Question

Find the values of $g(0), g(2), g(4), g(6)$ and $g(12)$, if $g(x) = \int\limits_0^x {f(t)dt}$, where f is the function and the graph of function f is given below.

We found that $g(0) = 0$ and as the area is $4$ squares, we think that $g(2)$ should be $4$, but we have to find whether it is correct or not?

Answer 1

In this problem we have given a composite function. Composite functions are those functions in which the one function is composed into another and these functions can solve any given value and the graph shown here shows the value of function f.

Formula Used:
Area of rectangle$=$ $l \times b$
Where, l is the length and b is the breadth.
Area of trapezium $= \dfrac{1}{2}(a + b)x$
Where, a and b are the parallel sides and x is the distance between them.
Area of triangle$= \dfrac{1}{2} \times b \times h$
Where, b is the base and h is the height.

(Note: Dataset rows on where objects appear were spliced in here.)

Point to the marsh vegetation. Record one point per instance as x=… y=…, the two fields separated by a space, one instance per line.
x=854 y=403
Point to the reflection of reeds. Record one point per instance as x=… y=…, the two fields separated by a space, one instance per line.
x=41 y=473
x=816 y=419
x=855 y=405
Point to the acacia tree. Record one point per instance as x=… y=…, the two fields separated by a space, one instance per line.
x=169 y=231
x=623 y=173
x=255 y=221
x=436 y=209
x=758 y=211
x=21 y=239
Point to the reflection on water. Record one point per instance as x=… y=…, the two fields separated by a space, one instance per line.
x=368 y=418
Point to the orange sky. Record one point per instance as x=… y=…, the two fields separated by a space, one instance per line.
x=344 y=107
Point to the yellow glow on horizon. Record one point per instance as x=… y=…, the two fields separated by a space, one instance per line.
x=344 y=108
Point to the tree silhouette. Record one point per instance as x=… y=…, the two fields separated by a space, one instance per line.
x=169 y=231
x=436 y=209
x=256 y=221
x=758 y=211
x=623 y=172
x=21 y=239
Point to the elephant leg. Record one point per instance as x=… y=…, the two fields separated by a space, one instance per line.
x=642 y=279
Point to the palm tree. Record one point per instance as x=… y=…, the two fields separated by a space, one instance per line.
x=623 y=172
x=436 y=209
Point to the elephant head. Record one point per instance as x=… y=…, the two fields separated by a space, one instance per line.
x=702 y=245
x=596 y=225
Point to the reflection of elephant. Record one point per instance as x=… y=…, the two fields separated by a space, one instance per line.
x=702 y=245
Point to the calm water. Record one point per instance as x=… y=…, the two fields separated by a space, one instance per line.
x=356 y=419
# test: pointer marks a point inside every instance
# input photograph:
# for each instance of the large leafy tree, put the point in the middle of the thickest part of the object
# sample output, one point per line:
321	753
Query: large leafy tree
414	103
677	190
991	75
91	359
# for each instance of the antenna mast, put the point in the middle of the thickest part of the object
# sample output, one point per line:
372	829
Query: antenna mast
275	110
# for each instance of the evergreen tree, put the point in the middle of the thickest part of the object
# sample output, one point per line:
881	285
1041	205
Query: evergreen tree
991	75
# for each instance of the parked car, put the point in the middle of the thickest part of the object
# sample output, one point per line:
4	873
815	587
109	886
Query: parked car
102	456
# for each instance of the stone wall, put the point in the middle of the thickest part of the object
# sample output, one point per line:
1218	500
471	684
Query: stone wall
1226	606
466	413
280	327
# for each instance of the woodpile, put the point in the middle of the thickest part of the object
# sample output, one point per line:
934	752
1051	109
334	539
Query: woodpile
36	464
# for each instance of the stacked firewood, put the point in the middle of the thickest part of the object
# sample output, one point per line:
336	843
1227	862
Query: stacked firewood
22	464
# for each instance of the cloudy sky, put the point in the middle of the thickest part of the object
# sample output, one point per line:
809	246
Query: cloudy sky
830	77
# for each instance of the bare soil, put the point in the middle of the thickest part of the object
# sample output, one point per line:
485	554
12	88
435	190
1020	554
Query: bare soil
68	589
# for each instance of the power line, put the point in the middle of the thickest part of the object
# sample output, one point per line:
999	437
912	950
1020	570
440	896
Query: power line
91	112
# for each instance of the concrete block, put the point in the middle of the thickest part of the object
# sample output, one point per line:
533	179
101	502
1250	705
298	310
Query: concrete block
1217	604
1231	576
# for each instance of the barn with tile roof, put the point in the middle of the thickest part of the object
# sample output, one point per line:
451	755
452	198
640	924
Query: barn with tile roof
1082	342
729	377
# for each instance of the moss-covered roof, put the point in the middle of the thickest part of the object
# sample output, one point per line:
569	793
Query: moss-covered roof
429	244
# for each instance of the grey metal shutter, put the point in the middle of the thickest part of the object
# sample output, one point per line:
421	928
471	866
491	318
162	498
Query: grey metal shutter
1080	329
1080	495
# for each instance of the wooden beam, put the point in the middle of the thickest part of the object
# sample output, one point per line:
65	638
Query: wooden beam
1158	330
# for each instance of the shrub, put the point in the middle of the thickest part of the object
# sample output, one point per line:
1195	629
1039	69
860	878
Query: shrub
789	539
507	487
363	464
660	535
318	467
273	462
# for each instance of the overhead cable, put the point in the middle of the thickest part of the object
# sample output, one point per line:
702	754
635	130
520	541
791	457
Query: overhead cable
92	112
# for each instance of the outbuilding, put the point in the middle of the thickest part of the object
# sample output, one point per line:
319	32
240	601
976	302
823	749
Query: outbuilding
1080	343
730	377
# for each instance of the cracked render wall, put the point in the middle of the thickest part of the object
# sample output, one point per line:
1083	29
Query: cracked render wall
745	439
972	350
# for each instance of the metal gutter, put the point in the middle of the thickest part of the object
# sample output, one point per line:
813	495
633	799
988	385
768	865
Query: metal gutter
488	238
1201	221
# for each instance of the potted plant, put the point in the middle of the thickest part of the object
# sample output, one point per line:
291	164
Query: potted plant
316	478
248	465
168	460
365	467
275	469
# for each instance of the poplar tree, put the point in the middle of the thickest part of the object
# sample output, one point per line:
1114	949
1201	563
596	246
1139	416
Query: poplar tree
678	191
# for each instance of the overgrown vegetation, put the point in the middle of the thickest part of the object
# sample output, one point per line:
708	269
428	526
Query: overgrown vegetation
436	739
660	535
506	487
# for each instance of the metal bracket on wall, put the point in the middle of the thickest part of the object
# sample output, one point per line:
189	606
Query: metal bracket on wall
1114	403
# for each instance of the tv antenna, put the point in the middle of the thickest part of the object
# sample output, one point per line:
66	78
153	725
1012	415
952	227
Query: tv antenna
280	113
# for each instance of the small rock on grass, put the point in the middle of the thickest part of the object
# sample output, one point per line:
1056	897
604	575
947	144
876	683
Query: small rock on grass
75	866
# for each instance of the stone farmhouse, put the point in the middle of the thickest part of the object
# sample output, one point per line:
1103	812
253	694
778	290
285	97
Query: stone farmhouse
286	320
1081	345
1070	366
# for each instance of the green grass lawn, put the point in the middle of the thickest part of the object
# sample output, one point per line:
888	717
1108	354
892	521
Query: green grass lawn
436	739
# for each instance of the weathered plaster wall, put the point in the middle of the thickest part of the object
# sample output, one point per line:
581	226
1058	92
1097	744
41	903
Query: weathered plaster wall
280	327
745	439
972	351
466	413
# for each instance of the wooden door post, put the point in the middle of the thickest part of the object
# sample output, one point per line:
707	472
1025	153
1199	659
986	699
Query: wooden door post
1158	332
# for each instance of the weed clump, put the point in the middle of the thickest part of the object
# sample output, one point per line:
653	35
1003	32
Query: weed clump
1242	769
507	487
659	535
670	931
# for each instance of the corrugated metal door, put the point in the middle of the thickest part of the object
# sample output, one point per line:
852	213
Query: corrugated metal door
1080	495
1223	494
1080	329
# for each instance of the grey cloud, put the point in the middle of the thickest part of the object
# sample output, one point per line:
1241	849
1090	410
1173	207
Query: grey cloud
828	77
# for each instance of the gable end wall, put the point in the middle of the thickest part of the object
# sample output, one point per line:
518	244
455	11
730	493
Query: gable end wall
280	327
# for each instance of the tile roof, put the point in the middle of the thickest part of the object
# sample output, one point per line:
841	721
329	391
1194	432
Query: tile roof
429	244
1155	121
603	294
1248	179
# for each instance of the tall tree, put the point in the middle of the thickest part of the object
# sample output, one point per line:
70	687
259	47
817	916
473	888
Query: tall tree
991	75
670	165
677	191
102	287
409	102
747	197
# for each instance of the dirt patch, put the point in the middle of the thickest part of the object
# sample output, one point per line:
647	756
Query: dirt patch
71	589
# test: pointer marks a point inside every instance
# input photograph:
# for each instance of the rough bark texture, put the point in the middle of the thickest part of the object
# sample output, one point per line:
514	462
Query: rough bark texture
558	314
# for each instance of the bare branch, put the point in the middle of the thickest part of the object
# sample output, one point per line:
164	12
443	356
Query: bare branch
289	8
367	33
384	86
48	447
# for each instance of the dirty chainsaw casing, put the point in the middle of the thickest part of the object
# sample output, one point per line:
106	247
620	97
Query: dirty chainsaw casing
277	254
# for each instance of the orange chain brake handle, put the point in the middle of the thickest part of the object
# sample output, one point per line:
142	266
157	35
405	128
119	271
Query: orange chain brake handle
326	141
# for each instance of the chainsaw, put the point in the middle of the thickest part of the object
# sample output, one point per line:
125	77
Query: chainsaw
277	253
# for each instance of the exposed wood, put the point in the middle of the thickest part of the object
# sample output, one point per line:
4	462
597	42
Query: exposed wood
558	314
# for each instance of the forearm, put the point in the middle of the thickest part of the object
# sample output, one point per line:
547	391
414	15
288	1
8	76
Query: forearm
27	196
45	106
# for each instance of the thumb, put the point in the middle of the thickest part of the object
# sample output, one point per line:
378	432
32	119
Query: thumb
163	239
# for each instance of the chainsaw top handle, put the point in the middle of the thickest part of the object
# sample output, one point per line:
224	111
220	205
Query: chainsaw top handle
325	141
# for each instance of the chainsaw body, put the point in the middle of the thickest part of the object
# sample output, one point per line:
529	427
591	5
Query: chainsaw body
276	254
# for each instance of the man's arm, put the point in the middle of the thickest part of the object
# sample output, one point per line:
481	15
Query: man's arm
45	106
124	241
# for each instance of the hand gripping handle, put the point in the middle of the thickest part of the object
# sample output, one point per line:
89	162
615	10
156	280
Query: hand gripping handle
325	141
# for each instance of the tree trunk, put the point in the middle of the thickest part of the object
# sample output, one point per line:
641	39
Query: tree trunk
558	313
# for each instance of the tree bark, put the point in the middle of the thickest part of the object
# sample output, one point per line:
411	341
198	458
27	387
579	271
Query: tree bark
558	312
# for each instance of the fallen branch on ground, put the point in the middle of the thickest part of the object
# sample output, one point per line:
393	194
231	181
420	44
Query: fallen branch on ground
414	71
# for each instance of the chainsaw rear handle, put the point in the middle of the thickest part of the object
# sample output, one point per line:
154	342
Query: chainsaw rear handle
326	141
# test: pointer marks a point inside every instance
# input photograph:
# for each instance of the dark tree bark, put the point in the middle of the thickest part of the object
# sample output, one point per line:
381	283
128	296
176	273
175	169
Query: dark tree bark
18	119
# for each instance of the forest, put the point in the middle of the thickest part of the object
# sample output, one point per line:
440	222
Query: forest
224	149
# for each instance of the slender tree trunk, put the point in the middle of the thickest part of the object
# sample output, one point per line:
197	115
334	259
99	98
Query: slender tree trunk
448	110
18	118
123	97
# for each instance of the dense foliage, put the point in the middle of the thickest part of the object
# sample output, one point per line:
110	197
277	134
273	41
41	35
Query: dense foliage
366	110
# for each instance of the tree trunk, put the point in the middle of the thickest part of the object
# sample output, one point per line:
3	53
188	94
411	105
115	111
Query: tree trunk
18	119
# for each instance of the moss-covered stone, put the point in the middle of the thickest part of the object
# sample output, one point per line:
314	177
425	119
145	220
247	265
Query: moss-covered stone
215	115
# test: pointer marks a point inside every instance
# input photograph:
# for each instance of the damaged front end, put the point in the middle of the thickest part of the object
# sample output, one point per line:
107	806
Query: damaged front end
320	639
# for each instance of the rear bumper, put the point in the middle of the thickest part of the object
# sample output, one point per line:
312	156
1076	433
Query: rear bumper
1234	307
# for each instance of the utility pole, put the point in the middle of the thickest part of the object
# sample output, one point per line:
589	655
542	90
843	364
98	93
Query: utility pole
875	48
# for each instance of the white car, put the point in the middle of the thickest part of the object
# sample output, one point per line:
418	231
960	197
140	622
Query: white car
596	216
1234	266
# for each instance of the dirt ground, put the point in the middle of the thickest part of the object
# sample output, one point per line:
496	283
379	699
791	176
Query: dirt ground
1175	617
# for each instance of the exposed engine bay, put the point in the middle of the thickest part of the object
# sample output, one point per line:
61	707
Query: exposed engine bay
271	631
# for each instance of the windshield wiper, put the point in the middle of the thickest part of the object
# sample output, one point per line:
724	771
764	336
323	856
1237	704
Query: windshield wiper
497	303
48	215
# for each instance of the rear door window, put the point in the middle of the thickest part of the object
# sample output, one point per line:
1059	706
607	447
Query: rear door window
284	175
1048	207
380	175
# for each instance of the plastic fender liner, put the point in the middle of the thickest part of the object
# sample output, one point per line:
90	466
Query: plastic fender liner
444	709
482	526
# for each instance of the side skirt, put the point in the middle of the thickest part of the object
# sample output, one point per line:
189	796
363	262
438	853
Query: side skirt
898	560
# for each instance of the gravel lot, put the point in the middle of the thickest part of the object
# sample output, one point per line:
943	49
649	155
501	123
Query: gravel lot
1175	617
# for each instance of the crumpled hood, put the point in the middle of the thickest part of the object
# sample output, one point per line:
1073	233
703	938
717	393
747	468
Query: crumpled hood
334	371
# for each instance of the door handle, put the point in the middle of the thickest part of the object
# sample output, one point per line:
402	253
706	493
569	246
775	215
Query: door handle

Complete step by step solution:
Since, we are to deal with composite functions. It is given that,
$g(x) = \int\limits_0^x {f(t)dt}$
Which means, it provides the area from the origin to x. Now, we will find the values,
Part 1-By definition
$\Rightarrow g(0) = \int\limits_0^0 {f(t)dt} \\\ \Rightarrow g(0) = 0 \\\$
Part 2- Area of rectangle $=$ length $\times$ breadth

$\Rightarrow g(2) = \int\limits_0^2 {f(t)dt} \\\ \Rightarrow g(2) = 4 \times 2 \\\ \Rightarrow g(2) = 8 \\\$
Part 3- $g(4)$ covers the area of the rectangle and the area of trapezium.
Area of trapezium$=$ $\dfrac{1}{2} \times$ sum of parallel sides $\times$ distance between the parallel sides
Then,
$\Rightarrow g(4) = \int\limits_0^4 {f(t)dt} \\\ \Rightarrow g(4) = g(2) + \dfrac{1}{2}(4 + 8)(2) \\\ \Rightarrow g(4) = 8 + 12 \\\ \Rightarrow g(4) = 20 \\\$
Part 4- $g(6)$ covers the area of $g(4)$ and the area of a triangle.
Area of a triangle$= \dfrac{1}{2} \times$base$\times$height
$\Rightarrow g(6) = \int\limits_0^6 {f(t)dt} \\\ \Rightarrow g(6) = g(4) + \dfrac{1}{2}(2)(8) \\\ \Rightarrow g(6) = 20 + 8 \\\ \Rightarrow g(6) = 28 \\\$
Part 5- The area of$g(12)$ is the area of $g(6)$ subtracting the area of the trapezium formed below.
$\Rightarrow g(12) = \int\limits_0^{12} {f(t)dt} \\\ \Rightarrow g(12) = g(6) - \dfrac{1}{2}(8 + 2)(4) \\\ \Rightarrow g(12) = 28 - 20 \\\ \Rightarrow g(12) = 8 \\\$

Note:
g is a composite function through which we can calculate the exact values by using the graph of f. We have easily found the values of $g(0), g(2), g(4), g(6)$ and $g(12)$ as the graph is formed by rectangle, triangle and trapezium.